As an alternative to the BSD-DB backend, this package can also use Apache Jena Fuseki for the metadata store. The Apache Jena Fuseki backend is activated by setting the GUTENBERG_FUSEKI_URL environment variable to the HTTP endpoint at which Fuseki is listening. If the Fuseki server has HTTP basic authentication enabled, the username and password can be provided via the GUTENBERG_FUSEKI_USER and GUTENBERG_FUSEKI_PASSWORD environment variables.

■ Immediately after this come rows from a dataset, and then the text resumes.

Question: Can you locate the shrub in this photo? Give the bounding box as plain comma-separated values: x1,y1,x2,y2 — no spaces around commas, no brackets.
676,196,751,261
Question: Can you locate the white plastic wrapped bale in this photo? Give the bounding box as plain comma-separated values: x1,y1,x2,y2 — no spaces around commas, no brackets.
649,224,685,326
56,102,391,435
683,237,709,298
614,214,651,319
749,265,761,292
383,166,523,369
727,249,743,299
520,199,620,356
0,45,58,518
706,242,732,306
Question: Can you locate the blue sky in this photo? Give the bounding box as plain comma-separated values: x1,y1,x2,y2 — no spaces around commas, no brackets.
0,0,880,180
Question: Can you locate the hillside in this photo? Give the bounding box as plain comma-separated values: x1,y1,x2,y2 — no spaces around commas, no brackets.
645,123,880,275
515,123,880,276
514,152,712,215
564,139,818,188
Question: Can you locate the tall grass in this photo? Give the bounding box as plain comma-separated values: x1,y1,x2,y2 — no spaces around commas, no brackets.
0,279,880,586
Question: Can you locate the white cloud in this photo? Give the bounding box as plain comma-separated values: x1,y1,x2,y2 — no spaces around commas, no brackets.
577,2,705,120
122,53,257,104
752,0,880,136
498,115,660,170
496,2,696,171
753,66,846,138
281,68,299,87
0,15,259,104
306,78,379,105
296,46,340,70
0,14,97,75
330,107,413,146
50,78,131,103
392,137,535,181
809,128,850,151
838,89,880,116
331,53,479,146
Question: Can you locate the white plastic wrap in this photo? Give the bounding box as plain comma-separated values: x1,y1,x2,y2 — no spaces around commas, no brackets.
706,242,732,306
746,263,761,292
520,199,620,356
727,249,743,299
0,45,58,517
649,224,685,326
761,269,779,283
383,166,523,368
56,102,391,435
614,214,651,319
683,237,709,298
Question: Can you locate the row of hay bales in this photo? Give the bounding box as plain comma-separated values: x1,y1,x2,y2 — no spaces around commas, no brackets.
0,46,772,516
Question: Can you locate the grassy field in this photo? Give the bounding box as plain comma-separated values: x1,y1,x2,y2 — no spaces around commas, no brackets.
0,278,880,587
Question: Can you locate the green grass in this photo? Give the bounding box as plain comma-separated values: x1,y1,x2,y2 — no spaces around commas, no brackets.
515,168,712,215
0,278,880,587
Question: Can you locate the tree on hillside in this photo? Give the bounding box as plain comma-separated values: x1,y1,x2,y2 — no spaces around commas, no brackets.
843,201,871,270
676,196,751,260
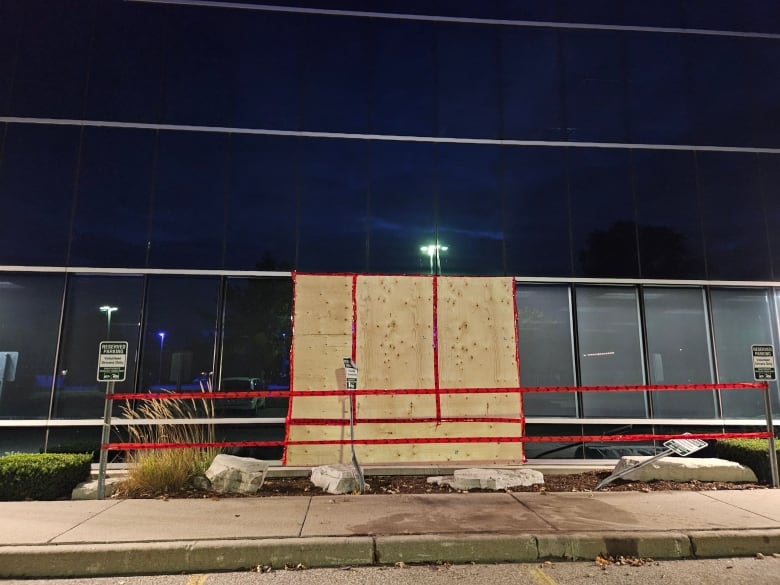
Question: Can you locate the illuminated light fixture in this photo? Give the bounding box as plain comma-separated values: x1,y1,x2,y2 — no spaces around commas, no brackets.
420,244,449,274
100,305,119,339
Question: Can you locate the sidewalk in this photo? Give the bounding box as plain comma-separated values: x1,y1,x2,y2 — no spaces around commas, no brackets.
0,489,780,578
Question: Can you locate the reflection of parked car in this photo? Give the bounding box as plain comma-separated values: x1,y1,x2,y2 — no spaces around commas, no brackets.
214,378,265,413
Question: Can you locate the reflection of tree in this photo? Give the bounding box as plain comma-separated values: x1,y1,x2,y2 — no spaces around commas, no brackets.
222,278,292,385
579,221,697,278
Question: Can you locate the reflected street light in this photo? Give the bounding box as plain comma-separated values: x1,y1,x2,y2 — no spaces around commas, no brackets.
100,305,119,340
157,331,165,384
420,244,449,274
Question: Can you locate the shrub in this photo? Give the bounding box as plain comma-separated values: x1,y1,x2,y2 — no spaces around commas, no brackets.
717,439,780,483
0,453,92,501
117,398,219,497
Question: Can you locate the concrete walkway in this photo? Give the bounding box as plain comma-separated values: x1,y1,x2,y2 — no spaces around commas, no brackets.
0,489,780,578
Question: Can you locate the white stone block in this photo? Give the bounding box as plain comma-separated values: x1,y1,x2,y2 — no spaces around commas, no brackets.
614,455,758,483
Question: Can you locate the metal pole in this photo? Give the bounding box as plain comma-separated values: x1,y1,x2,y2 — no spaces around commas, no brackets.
98,382,114,500
764,382,780,488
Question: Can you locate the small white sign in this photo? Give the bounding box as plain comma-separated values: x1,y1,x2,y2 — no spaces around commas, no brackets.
98,341,128,382
750,344,775,381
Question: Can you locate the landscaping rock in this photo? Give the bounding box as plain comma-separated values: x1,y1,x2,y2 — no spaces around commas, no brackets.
428,469,544,492
206,454,268,494
311,464,360,494
615,455,758,483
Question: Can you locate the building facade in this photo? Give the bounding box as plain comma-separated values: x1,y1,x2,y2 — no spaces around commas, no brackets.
0,0,780,458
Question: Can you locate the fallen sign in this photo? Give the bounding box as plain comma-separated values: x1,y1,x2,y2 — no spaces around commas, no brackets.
595,439,707,490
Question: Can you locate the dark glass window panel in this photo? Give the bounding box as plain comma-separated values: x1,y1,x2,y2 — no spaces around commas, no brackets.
0,124,80,266
576,286,647,418
697,152,771,280
298,138,369,272
561,31,627,142
642,287,717,418
11,0,94,118
69,128,156,267
569,148,639,278
437,24,500,138
501,147,572,276
516,285,577,416
368,141,436,274
0,0,24,116
162,6,242,126
226,11,300,130
215,278,293,418
759,154,780,280
745,40,780,148
225,134,299,270
136,276,220,392
684,36,756,146
53,276,144,418
0,272,65,418
710,289,780,419
430,144,505,275
301,16,372,133
371,20,437,136
500,27,567,140
626,33,693,144
85,2,166,123
149,132,228,269
632,150,706,279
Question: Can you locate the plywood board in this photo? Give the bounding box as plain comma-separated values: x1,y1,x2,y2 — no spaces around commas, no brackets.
356,276,436,418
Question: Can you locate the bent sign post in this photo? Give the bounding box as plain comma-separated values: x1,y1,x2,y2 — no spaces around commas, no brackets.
97,341,128,500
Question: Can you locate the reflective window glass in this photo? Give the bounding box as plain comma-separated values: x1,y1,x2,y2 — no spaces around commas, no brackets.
53,276,144,418
433,144,505,275
368,141,441,274
696,152,771,280
575,286,647,418
85,2,166,123
215,278,293,418
301,16,372,133
436,24,500,138
631,150,706,279
149,132,228,269
137,276,220,392
711,289,780,419
225,134,299,270
568,148,639,278
516,285,577,416
69,128,157,267
642,287,717,418
0,124,79,266
0,272,64,420
501,147,572,276
297,138,369,272
11,0,94,118
371,20,437,136
561,31,627,142
626,33,693,144
500,27,568,140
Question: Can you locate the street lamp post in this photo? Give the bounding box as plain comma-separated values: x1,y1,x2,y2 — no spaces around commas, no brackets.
157,331,165,384
100,305,119,340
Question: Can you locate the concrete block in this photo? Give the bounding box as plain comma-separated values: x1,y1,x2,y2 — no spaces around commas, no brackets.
70,477,124,500
537,532,693,560
311,464,360,494
376,534,539,565
206,454,268,494
688,528,780,558
615,455,758,483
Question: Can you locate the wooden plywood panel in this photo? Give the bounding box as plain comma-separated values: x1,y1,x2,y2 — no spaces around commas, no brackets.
288,423,522,465
356,276,436,418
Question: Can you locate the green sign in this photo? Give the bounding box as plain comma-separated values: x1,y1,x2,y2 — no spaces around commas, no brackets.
750,345,775,381
98,341,127,382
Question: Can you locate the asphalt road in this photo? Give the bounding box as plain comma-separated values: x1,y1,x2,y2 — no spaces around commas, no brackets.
0,556,780,585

For local development, the Fuseki server can be run via Docker:

docker run \
    --detach \
    --publish 3030:3030 \
    --env ADMIN_PASSWORD=some-password \
    --volume /some/mount/location:/fuseki \
    stain/jena-fuseki:3.6.0 \
    /jena-fuseki/fuseki-server --loc=/fuseki --update /ds

export GUTENBERG_FUSEKI_URL=http://localhost:3030/ds
export GUTENBERG_FUSEKI_USER=admin
export GUTENBERG_FUSEKI_PASSWORD=some-password

Usage

Downloading a text

from gutenberg.acquire import load_etext
from gutenberg.cleanup import strip_headers

text = strip_headers(load_etext(2701)).strip()
print(text)  # prints 'MOBY DICK; OR THE WHALE\n\nBy Herman Melville ...'
python -m gutenberg.acquire.text 2701 moby-raw.txt
python -m gutenberg.cleanup.strip_headers moby-raw.txt moby-clean.txt

Looking up meta-data

A bunch of meta-data about ebooks can be queried:

from gutenberg.query import get_etexts
from gutenberg.query import get_metadata

print(get_metadata('title', 2701))  # prints frozenset([u'Moby Dick; Or, The Whale'])
print(get_metadata('author', 2701)) # prints frozenset([u'Melville, Hermann'])

print(get_etexts('title', 'Moby Dick; Or, The Whale'))  # prints frozenset([2701, ...])
print(get_etexts('author', 'Melville, Hermann'))        # prints frozenset([2701, ...])

You can get a full list of the meta-data that can be queried by calling:

from gutenberg.query import list_supported_metadatas

print(list_supported_metadatas()) # prints (u'author', u'formaturi', u'language', ...)

Before you use one of the gutenberg.query functions you must populate the local metadata cache. This one-off process will take quite a while to complete (18 hours on my machine) but once it is done, any subsequent calls to get_etexts or get_metadata will be very fast. If you fail to populate the cache, the calls will raise an exception.

To populate the cache:

from gutenberg.acquire import get_metadata_cache
cache = get_metadata_cache()
cache.populate()

If you need more fine-grained control over the cache (e.g. where it's stored or which backend is used), you can use the set_metadata_cache function to switch out the backend of the cache before you populate it. For example, to use the Sqlite cache backend instead of the default Sleepycat backend and store the cache at a custom location, you'd do the following:

from gutenberg.acquire import set_metadata_cache
from gutenberg.acquire.metadata import SqliteMetadataCache

cache = SqliteMetadataCache('/my/custom/location/cache.sqlite')
cache.populate()
set_metadata_cache(cache)

Limitations

This project deliberately does not include any natural language processing functionality. Consuming and processing the text is the responsibility of the client; this library merely focuses on offering a simple and easy to use interface to the works in the Project Gutenberg corpus. Any linguistic processing can easily be done client-side e.g. using the TextBlob library.